Big will not spend a penny on eating out, he'd rather take his lunch with him to work and pocket the cash. He doesn't have any expensive hobbies, and he never asks for anything. He will deny himself things to the point of absurdity, right now his tennis shoes have holes in them and his socks are soaking wet because we live in the Portland area. But he insists that we wait until next pay day to purchase new ones.

Our spending styles differ so greatly that I've have to remind myself to think the way a saver would. Growing up even though I worked my whole young adult life, saving for the future was always incredibly difficult for me, because there was always something new to experience, something new to be had like a book or the latest style which in my head I believed I'd earned after working so hard.

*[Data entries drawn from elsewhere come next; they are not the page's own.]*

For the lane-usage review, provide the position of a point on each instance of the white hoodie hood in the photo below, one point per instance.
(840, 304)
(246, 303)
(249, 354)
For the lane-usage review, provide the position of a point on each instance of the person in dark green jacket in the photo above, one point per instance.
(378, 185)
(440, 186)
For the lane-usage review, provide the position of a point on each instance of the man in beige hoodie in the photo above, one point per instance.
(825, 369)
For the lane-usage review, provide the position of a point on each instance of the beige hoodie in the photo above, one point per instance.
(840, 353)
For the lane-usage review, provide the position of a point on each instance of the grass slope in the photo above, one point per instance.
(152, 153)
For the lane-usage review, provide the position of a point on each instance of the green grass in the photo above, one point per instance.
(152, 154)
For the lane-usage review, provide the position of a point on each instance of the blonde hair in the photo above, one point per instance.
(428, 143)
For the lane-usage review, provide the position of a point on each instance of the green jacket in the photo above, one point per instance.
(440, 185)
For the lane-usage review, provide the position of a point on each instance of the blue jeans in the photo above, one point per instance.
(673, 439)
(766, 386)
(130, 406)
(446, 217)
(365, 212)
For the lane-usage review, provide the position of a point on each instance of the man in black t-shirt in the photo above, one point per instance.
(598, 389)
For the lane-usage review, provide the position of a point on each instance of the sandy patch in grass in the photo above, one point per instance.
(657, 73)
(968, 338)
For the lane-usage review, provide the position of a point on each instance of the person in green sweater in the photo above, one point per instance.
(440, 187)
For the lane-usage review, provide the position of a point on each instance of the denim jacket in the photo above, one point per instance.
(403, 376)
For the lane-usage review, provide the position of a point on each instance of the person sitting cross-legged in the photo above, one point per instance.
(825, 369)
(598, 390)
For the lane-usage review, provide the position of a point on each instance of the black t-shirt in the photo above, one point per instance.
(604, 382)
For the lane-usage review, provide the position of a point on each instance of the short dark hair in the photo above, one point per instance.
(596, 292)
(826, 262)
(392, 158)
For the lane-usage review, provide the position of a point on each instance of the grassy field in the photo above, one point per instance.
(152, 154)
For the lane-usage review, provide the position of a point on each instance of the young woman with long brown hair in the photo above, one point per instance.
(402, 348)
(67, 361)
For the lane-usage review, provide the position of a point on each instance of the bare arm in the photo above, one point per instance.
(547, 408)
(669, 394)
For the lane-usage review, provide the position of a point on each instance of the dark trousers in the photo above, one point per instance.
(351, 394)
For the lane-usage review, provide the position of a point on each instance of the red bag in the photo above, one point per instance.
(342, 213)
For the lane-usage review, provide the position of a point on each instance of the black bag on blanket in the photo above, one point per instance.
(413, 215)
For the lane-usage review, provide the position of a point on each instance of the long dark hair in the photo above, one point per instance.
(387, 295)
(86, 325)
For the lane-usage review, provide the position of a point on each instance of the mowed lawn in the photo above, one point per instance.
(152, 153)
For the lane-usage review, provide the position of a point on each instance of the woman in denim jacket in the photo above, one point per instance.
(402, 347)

 To me money equaled freedom, freedom from my parents reach, freedom from boredom, freedom to travel. So when someone tells me I must not spend money on my flavor of the week, I have a strong emotional reaction as if someone were trying to censor me, and if they are that must mean they do not approve of me as a person. It's almost like being rejected, for someone to say " no we should do this" with our money.  After exploring those feelings I've come up with a plan.

No new make up until it all runs out. As in no little casual trips to the makeup counter, no holiday splurge on a pallette of sparkle that I already own three times over. I'm going to use every tube, stick, primer etc until it's all gone, then and only then will I allow myself to buy new make up or accessories. I've also decided to make my coffee at home and take it to work.

These things will be a little hard to get used to at first but after a while I'll hardly notice them. Because the pay off, the picture of the little cottage house with the picket fence is worth all the coffee and make up in the world.